[CVPR 2021] Monocular depth estimation using wavelets for efficiency

Overview

Single Image Depth Prediction with Wavelet Decomposition

Michaël Ramamonjisoa, Michael Firman, Jamie Watson, Vincent Lepetit and Daniyar Turmukhambetov

CVPR 2021

[Link to paper]

kitti gif nyu gif

We introduce WaveletMonoDepth, which improves efficiency of standard encoder-decoder monocular depth estimation methods by exploiting wavelet decomposition.

5 minute CVPR presentation video link

🧑‍🏫 Methodology

WaveletMonoDepth was implemented for two benchmarks, KITTI and NYUv2. For each dataset, we build our code upon a baseline code. Both baselines share a common encoder-decoder architecture, and we modify their decoder to provide a wavelet prediction.

Wavelets predictions are sparse, and can therefore be computed only at relevant locations, therefore saving a lot of unnecessary computations.

our architecture

The network is first trained with a dense convolutions in the decoder until convergence, and the dense convolutions are then replaced with sparse ones.

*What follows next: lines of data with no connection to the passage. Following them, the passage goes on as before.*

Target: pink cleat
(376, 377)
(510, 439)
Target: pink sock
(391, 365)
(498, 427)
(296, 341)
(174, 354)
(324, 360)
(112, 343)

This is because the network first needs to learn to predict sparse wavelet coefficients before we can use sparse convolutions.

🗂 Environment Requirements 🗂

We recommend creating a new Anaconda environment to use WaveletMonoDepth. Use the following to setup a new environment:

conda env create -f environment.yml
conda activate wavelet-mdp

Our work uses Pytorch Wavelets, a great package from Fergal Cotter which implements the Inverse Discrete Wavelet Transform (IDWT) used in our work, and a lot more! To install Pytorch Wavelets, simply run:

git clone https://github.com/fbcotter/pytorch_wavelets
cd pytorch_wavelets
pip install .

🚗 🚦 KITTI 🌳 🛣

Depth Hints was used as a baseline for KITTI.

Depth Hints builds upon monodepth2. If you have questions about running the code, please see the issues in their repositories first.

Setup, Training and Evaluation

Please see the KITTI directory of this repository for details on how to train and evaluate our method.

📊 Results 📦 Trained models

Please find below the scores using dense convolutions to predict wavelet coefficients. Download links coming soon!

Model name Training modality Resolution abs_rel RMSE δ<1.25 Weights Eigen Predictions
Ours Resnet18 Stereo + DepthHints 640 x 192 0.106 4.693 0.876 Coming soon Coming soon
Ours Resnet50 Stereo + DepthHints 640 x 192 0.105 4.625 0.879 Coming soon Coming soon
Ours Resnet18 Stereo + DepthHints 1024 x 320 0.102 4.452 0.890 Coming soon Coming soon
Ours Resnet50 Stereo + DepthHints 1024 x 320 0.097 4.387 0.891 Coming soon Coming soon

🎚 Playing with sparsity

However the most interesting part is that we can make use of the sparsity property of the predicted wavelet coefficients to trade-off performance with efficiency, at a minimal cost on performance. We do so by tuning the threshold, and:

  • low thresholds values will lead to high performance but high number of computations,
  • high thresholds will lead to highly efficient computation, as convolutions will be computed only in a few pixel locations. This will have a minimal impact on performance.

sparsify kitti

Computing coefficients at only 10% of the pixels in the decoding process gives a relative score loss of less than 1.4%.

scores kitti

Our wavelet based method allows us to greatly reduce the number of computation in the decoder at a minimal expense in performance. We can measure the performance-vs-efficiency trade-off by evaluating scores vs FLOPs.

scores vs flops kitti

🪑 🛁 NYUv2 🛋 🚪

Dense Depth was used as a baseline for NYUv2. Note that we used the experimental PyTorch implementation of DenseDepth. Note that compared to the original paper, we made a few different modifications:

  • we supervise depth directly instead of supervising disparity
  • we do not use SSIM
  • we use DenseNet161 as encoder instead of DenseNet169

Setup, Training and Evaluation

Please see the NYUv2 directory of this repository for details on how to train and evaluate our method.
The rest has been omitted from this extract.